En un rincón remoto de la España de los años 1950, se hallaba la pequeña ciudad de Llanura, abrazada por vastos campos de cereal y montañas que susurraban leyendas antiguas al viento. La vida allí era monótona, completamente gobernada por las rígidas normas sociales de la posguerra y la inquebrantable voz de la Iglesia. Sin embargo, todo cambió el día que un extraño llegó a la ciudad, agitando las aguas tranquilas con su inexplicable carisma.
Aquel hombre, de porte elegante y mirada penetrante, se presentó como Alejandro. Nadie sabía de dónde había venido, y aunque su presencia era incómoda, su encanto resultaba casi irresistible. Los rumores empezaron a florecer; algunos decían que era un noble errante, otros sospechaban que venía huyendo de algo oscuro e inexplicable.
Doña Carmen, la matriarca del lugar, fue la primera en sucumbir al hechizo de Alejandro. Invitó al extraño a cenar en su hogar, un gesto que dejó a toda la comunidad asombrada. Durante la velada, Alejandro relató historias de tierras lejanas y aventuras fabulosas. Su voz, grave y segura, envolvía a los oyentes en una atmósfera casi mágica.
—Se nota que no eres un hombre común —dijo Carmela, la hija de Doña Carmen, visiblemente fascinada.
—No soy más que un viajero —respondió Alejandro con un enigmático brillo en los ojos.
Los días pasaron y la influencia de Alejandro se extendió como una llamarada. Bajo su influencia, viejas pasiones comenzaron a despertar. Las mujeres se sentían inexplicablemente atraídas y los hombres, aunque recelosos, no podían evitar caer bajo su encantamiento. Sin embargo, con la atracción vino también la tentación, y la ciudad comenzó a ser escenario de encuentros furtivos y decisiones impulsivas.
Una noche, mientras las estrellas iluminaban el firmamento, Carmela se encontró con Alejandro en el antiguo molino, un lugar que solía ser un refugio para amantes secretos. Sus corazones latían al unísono, y aunque sabían que su encuentro desafiaba las normas, el deseo los dominaba.
—Esto no puede ser —susurró Carmela, aunque sus palabras carecían de convicción.
—El destino es un murmullo —respondió Alejandro con voz seductora—. A menudo tranquilo, pero inevitable.
Fue entonces cuando empezaron a ocurrir extraños eventos en la localidad. Una noche, la iglesia fue hallada completamente desordenada, como si una fuerza sobrenatural hubiese pasado por allí. A la mañana siguiente, el río del pueblo apareció teñido de un rojo vibrante, un espectáculo que nadie pudo explicar.
La gente, presa del pánico, comenzó a murmurar que Alejandro traía consigo una oscuridad que amenazaba con destruirlos. Doña Carmen, quien inicialmente había mostrado simpatía por el forastero, se desesperó al vislumbrar el impacto de su llegada.

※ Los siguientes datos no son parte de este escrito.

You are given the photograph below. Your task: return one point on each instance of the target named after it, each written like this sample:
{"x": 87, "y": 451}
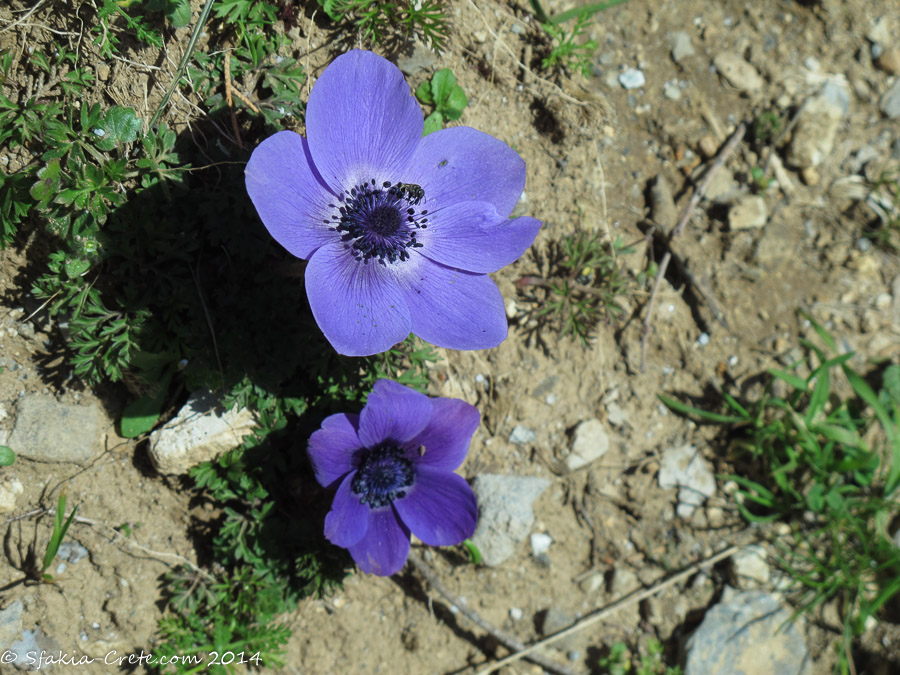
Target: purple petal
{"x": 471, "y": 236}
{"x": 463, "y": 164}
{"x": 288, "y": 194}
{"x": 447, "y": 436}
{"x": 358, "y": 306}
{"x": 384, "y": 548}
{"x": 348, "y": 521}
{"x": 454, "y": 309}
{"x": 440, "y": 509}
{"x": 361, "y": 120}
{"x": 393, "y": 411}
{"x": 331, "y": 448}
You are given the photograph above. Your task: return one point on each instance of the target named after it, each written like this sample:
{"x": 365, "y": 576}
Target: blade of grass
{"x": 685, "y": 409}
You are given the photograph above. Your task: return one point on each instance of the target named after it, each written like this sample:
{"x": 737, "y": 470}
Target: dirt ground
{"x": 594, "y": 150}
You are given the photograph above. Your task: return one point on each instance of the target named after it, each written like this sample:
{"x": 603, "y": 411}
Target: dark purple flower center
{"x": 382, "y": 476}
{"x": 380, "y": 221}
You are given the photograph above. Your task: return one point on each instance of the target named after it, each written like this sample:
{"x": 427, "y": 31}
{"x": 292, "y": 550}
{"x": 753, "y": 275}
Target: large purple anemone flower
{"x": 400, "y": 231}
{"x": 393, "y": 469}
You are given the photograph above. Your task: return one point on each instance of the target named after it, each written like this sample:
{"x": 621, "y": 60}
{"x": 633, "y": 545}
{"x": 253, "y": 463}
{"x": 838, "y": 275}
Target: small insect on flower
{"x": 414, "y": 193}
{"x": 381, "y": 266}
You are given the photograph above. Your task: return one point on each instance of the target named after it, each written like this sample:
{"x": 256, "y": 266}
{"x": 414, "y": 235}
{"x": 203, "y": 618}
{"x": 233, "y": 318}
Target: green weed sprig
{"x": 60, "y": 527}
{"x": 568, "y": 50}
{"x": 445, "y": 95}
{"x": 378, "y": 21}
{"x": 583, "y": 284}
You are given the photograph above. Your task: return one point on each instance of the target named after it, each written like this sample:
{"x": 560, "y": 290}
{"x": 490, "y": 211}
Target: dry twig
{"x": 230, "y": 101}
{"x": 632, "y": 598}
{"x": 726, "y": 152}
{"x": 509, "y": 641}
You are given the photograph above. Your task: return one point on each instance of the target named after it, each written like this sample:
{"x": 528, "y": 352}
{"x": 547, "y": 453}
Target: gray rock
{"x": 49, "y": 431}
{"x": 672, "y": 90}
{"x": 616, "y": 416}
{"x": 747, "y": 634}
{"x": 522, "y": 435}
{"x": 10, "y": 489}
{"x": 589, "y": 444}
{"x": 632, "y": 79}
{"x": 889, "y": 104}
{"x": 10, "y": 623}
{"x": 817, "y": 123}
{"x": 748, "y": 213}
{"x": 685, "y": 468}
{"x": 505, "y": 516}
{"x": 778, "y": 243}
{"x": 740, "y": 74}
{"x": 71, "y": 551}
{"x": 682, "y": 47}
{"x": 201, "y": 431}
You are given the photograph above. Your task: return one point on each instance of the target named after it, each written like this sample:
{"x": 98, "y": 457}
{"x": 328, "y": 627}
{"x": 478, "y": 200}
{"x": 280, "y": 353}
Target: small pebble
{"x": 522, "y": 435}
{"x": 632, "y": 79}
{"x": 671, "y": 90}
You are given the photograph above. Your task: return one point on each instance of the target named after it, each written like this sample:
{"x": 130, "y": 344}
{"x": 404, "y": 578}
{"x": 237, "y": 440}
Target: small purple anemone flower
{"x": 393, "y": 469}
{"x": 400, "y": 230}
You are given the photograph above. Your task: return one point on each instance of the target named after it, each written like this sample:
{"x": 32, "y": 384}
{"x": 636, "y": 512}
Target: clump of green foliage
{"x": 650, "y": 660}
{"x": 569, "y": 51}
{"x": 383, "y": 22}
{"x": 581, "y": 286}
{"x": 828, "y": 463}
{"x": 445, "y": 95}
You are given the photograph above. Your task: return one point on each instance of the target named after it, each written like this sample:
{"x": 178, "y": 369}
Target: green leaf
{"x": 890, "y": 383}
{"x": 7, "y": 456}
{"x": 455, "y": 104}
{"x": 76, "y": 267}
{"x": 423, "y": 93}
{"x": 120, "y": 125}
{"x": 47, "y": 186}
{"x": 179, "y": 15}
{"x": 433, "y": 123}
{"x": 442, "y": 83}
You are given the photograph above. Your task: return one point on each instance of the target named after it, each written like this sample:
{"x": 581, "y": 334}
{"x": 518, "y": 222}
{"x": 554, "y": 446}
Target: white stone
{"x": 522, "y": 435}
{"x": 632, "y": 79}
{"x": 817, "y": 123}
{"x": 749, "y": 212}
{"x": 590, "y": 444}
{"x": 540, "y": 543}
{"x": 10, "y": 489}
{"x": 200, "y": 432}
{"x": 740, "y": 74}
{"x": 681, "y": 46}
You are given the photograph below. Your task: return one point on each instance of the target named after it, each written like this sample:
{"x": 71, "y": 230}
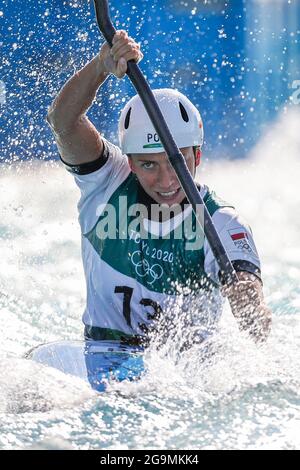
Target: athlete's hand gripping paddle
{"x": 175, "y": 156}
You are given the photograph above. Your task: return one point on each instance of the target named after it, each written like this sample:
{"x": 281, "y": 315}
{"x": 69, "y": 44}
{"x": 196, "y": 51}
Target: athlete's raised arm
{"x": 77, "y": 138}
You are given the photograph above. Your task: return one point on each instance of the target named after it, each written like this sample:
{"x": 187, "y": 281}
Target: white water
{"x": 247, "y": 398}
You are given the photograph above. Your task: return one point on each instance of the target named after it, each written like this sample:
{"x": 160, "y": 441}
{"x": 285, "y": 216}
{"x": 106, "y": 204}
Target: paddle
{"x": 228, "y": 274}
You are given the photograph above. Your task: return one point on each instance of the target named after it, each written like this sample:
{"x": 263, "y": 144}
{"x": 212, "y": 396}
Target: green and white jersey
{"x": 136, "y": 271}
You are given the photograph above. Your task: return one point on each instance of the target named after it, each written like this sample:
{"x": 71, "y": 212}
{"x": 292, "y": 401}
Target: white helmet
{"x": 136, "y": 131}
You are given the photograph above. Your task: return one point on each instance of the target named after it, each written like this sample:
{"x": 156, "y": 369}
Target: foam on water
{"x": 243, "y": 397}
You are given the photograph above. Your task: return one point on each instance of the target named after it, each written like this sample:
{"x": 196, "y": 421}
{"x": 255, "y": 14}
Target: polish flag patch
{"x": 240, "y": 240}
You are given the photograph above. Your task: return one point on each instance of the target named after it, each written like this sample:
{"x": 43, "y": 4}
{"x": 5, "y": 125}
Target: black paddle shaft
{"x": 228, "y": 274}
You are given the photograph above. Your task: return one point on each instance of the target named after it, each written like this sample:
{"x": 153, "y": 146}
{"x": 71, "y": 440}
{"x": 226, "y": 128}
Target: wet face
{"x": 157, "y": 176}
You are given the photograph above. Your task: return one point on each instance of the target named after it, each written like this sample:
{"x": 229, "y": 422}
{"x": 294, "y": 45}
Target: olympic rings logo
{"x": 143, "y": 268}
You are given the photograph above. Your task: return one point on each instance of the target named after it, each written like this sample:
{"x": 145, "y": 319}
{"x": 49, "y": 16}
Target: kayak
{"x": 96, "y": 362}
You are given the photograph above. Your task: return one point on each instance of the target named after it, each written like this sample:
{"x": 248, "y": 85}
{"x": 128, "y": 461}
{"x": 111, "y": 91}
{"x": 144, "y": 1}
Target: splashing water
{"x": 244, "y": 397}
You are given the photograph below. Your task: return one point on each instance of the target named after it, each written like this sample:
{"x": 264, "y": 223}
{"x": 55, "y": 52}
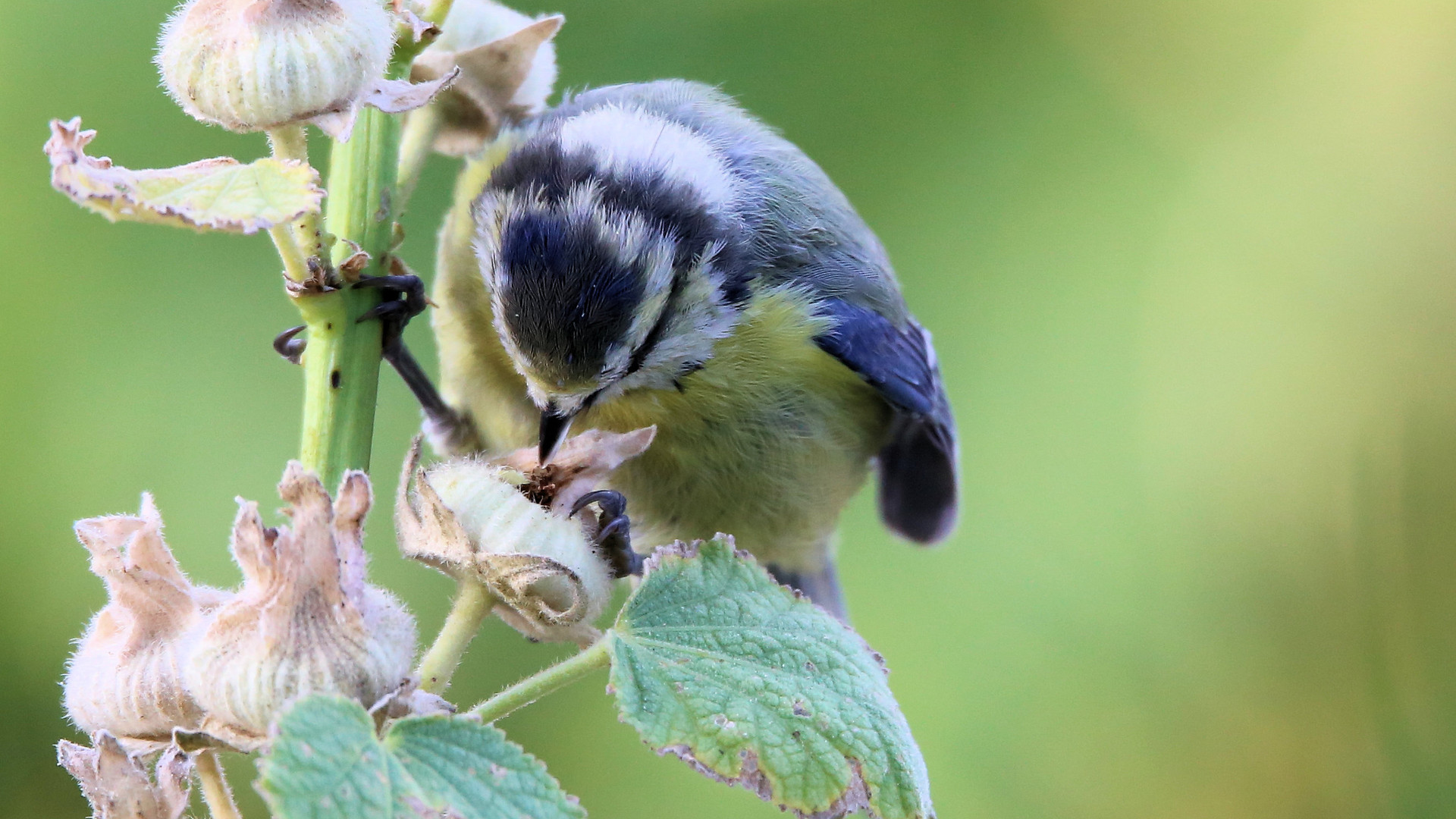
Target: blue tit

Sin embargo, era demasiado tarde; la tentación ya se había sembrado en el corazón de todos, floreciendo en secretos y conspiraciones.
El clímax de esta extraña secuencia de eventos llegó cuando una carta anónima fue encontrada en la plaza principal, acusando a Alejandro de practicar oscuras artes y manipular a la comunidad. El miedo, convertido ahora en odio, se propagó rápidamente entre los aldeanos.
La noche del 23 de junio, cuando la festividad de San Juan iluminaba el cielo con fuegos artificiales, una multitud se reunió frente a la casa de Alejandro. Con antorchas en mano y voces cargadas de ira, exigieron que abandonara la ciudad. Carmela, desesperada por protegerlo, se interpuso entre su amor y la turba, pero la presión social fue demasiado poderosa.
—Déjalo ir —suplicó al aire, mientras lágrimas rodaban por su rostro—. No ha hecho nada malo.
Finalmente, Alejandro accedió a irse, no sin antes dirigir una última mirada a Carmela y susurrar: "El destino nunca susurra dos veces". Y así, en el manto de la noche, desapareció tan misteriosamente como había llegado, dejando tras de sí una comunidad dividida y un legado de deseos insatisfechos.
A pesar de su ausencia, la sombra de Alejandro permaneció en sus memorias, una advertencia persistente de los peligros de la tentación y del irresistible murmullo del destino.